[This article was contributed by the SQL Azure team.]
“Why?” my five year old asks. “Because I said” is my usual response. In the blog comments, we have noticed an abundance of “Why do we have to have a clustered index on our tables?” In this case “Because we said” is not going to cut it and really does not work with my daughter either.
SQL Azure requires clustered indexes for our replication technology. At any one time, we are keeping three replicas of data running – one primary replica and two secondary replicas. We use a quorum based commit scheme where data is written to the primary and one secondary replica before we consider the transaction committed. Each write is preformed to exactly the same leaf node in same spot of the data row of all three replicas. In other words, the data pages are exactly the same in all three replicas.
In SQL Server and SQL Azure, clustered indexes are organized as B-trees. Each page in an index B-tree is an index node. The top node of the B-tree is the root node. The bottom level of nodes in the index is the leaf nodes. Any index levels between the root and the leaf nodes are collectively the intermediate levels. Having B-trees maintained on each replica independently enables us to do certain performance optimizations, local maintenance like defrag and reducing cross machine traffic since we do not ship data that as needed to run physical recovery across machines.
In a clustered index, the leaf nodes contain the data pages of the underlying table. The root and intermediate level nodes contain index pages holding index rows. Each index row contains a key value and a pointer to either an intermediate level page in the B-tree, or a data row in the leaf level of the index. The pages in each level of the index are linked in a doubly-linked list.

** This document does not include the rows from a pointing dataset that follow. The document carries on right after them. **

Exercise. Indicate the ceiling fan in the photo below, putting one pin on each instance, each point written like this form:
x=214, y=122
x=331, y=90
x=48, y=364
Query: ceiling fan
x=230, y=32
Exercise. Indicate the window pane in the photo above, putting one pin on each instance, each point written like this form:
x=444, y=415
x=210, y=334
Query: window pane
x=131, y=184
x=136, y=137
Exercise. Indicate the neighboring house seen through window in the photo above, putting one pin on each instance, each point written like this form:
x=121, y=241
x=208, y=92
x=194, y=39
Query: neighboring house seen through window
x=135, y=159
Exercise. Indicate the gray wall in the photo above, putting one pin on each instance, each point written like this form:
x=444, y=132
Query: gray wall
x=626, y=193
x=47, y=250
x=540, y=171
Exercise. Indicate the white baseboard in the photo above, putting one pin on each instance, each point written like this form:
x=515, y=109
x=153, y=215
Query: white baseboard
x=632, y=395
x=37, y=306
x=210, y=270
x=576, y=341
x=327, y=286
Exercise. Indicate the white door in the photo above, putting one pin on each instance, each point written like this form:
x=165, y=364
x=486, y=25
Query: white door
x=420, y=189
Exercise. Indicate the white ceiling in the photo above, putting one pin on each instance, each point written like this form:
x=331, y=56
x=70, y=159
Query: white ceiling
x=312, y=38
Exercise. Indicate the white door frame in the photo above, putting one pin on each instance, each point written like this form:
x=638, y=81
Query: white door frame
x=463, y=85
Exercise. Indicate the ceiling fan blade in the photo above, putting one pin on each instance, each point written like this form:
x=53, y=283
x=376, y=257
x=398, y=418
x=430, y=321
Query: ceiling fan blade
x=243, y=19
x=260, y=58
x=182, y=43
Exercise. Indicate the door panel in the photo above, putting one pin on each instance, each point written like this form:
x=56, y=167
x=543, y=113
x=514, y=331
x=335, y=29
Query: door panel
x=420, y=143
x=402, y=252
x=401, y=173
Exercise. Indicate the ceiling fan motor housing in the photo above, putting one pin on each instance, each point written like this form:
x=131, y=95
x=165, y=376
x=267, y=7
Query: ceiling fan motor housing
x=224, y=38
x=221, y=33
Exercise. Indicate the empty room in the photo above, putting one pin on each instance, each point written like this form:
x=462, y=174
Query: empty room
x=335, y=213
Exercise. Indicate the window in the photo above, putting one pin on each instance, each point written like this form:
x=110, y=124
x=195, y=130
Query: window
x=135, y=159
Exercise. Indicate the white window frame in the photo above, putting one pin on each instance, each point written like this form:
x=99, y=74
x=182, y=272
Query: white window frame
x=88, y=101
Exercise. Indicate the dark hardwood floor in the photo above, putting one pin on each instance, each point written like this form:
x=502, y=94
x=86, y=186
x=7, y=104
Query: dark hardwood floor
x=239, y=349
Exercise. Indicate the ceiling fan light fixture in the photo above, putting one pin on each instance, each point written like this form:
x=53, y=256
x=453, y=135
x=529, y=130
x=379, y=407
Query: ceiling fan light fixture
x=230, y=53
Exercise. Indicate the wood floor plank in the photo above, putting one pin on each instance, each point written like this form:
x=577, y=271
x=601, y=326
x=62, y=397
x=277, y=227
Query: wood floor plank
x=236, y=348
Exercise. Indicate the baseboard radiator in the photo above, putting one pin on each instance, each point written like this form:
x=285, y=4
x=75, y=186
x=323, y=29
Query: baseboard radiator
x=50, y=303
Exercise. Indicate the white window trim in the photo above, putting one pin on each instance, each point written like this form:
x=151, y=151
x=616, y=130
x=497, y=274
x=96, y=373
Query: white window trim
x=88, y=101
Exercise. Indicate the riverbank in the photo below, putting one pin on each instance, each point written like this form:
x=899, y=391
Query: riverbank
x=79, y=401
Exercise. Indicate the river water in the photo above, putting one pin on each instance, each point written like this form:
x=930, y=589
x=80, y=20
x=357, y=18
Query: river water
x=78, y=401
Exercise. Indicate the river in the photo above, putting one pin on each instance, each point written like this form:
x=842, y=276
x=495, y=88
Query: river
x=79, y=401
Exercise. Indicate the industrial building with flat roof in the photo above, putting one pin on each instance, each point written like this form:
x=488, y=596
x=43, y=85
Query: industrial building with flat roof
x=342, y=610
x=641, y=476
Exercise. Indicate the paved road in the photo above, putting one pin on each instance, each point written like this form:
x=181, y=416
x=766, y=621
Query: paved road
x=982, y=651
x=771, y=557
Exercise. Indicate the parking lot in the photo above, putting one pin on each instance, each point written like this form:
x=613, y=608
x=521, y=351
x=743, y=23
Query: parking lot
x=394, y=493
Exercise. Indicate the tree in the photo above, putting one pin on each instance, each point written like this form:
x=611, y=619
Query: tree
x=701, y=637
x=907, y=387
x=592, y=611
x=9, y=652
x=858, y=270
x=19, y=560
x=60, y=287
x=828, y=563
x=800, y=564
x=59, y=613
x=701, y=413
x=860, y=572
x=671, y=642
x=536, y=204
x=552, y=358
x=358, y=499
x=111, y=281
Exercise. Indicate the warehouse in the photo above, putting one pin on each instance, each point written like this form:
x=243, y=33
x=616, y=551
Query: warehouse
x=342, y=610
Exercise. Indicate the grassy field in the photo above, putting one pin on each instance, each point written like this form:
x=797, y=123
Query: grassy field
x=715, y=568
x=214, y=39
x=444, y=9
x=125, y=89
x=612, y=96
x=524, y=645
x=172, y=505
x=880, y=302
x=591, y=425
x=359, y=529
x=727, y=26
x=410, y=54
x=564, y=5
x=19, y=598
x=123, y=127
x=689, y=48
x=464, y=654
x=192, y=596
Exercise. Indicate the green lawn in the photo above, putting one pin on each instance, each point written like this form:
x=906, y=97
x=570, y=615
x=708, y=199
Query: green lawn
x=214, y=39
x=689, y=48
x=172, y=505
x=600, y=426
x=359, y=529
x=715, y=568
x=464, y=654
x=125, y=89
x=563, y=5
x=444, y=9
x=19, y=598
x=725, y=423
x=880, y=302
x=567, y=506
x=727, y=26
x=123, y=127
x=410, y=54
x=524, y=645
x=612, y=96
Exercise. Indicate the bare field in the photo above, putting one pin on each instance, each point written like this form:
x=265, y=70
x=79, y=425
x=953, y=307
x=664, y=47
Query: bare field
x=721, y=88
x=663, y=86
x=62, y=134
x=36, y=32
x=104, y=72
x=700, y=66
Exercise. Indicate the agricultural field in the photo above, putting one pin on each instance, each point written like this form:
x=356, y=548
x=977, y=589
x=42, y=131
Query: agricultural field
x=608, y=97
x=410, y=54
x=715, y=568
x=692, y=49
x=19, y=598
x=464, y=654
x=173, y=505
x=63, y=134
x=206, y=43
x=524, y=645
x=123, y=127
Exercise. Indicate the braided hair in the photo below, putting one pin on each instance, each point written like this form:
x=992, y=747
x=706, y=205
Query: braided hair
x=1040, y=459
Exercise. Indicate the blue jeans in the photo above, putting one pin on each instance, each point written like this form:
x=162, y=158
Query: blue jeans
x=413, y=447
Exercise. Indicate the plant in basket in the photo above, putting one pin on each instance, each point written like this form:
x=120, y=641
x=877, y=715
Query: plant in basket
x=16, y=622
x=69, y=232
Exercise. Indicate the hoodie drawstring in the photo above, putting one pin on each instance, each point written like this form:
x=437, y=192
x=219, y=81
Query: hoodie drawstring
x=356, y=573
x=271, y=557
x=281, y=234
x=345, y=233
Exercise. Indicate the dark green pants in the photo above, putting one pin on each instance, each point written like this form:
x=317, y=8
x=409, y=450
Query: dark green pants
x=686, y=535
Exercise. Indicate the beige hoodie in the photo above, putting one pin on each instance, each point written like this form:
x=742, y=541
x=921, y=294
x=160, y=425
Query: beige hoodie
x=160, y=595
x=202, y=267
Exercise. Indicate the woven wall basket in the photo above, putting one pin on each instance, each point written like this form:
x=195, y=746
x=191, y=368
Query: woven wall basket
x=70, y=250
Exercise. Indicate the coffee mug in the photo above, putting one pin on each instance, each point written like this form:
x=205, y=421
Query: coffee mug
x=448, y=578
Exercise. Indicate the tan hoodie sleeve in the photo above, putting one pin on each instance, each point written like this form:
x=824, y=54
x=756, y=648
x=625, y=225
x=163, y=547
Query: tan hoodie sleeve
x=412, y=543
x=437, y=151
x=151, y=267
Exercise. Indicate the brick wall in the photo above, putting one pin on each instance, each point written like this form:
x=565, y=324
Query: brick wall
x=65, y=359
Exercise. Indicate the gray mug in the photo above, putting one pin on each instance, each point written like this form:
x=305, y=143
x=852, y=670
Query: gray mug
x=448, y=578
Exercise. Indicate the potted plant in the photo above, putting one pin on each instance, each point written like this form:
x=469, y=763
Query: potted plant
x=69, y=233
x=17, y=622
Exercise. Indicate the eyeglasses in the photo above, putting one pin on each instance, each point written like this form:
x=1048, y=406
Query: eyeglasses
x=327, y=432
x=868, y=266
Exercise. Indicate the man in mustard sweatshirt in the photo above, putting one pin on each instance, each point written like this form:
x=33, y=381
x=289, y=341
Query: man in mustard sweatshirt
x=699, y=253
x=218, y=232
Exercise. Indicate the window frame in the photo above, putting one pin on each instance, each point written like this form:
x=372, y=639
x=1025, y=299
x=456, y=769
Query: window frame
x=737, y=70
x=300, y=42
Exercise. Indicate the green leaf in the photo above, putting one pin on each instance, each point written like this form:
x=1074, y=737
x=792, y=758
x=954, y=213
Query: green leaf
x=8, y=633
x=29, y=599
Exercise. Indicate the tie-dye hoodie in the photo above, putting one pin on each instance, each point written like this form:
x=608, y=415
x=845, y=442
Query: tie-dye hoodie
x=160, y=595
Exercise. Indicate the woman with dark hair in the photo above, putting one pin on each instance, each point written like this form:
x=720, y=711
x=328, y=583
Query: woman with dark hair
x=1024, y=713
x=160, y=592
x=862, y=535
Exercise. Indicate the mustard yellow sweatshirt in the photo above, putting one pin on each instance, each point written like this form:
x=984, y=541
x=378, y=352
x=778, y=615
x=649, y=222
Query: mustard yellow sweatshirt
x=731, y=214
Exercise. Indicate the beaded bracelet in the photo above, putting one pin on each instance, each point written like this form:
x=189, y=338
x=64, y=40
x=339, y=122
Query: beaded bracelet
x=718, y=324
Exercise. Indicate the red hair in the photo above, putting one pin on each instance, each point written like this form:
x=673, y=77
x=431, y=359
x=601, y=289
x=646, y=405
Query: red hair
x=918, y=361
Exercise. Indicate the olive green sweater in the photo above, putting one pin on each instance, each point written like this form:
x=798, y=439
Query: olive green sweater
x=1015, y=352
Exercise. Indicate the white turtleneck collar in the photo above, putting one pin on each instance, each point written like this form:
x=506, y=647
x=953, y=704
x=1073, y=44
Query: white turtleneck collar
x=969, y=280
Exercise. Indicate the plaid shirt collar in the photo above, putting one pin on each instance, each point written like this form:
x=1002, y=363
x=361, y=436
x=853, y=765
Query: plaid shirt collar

Nonclustered indexes have the same B-tree structure as clustered indexes, however in SQL Server If the table is a heap, which means it does not have a clustered index, the row locator is a pointer to the row. The pointer is built from the file identifier (ID), page number, and number of the row on the page. The whole pointer is a Row ID (RID). The data rows are not stored in any particular order, and there is no particular order to the sequence of the data pages. The data pages are not linked in a linked list. For more information, see Heap Structures. The reason we don’t support heap tables is that data pages are not ordered – a requirement for our replication.
In SQL Azure the ordering of the data pages are the key to our data replication, and that is why you need to have a clustered index on your tables. We believe that you are the best person to pick the clustered index and will pick that best clustered index for your database design to achieve maximum performance.
Do you have questions, concerns, comments? Post them below and we will try to address them.
Sorry, but this makes no sense. You are pushing a technical requirement for replication up far too high in the stack. You have failed to encapsulate at the proper level this need. My application saves tables to databases through ODBC. So now I have to have special-case code in my application that says "If SQL Azure, create this goofy clustered index."
This is a bug.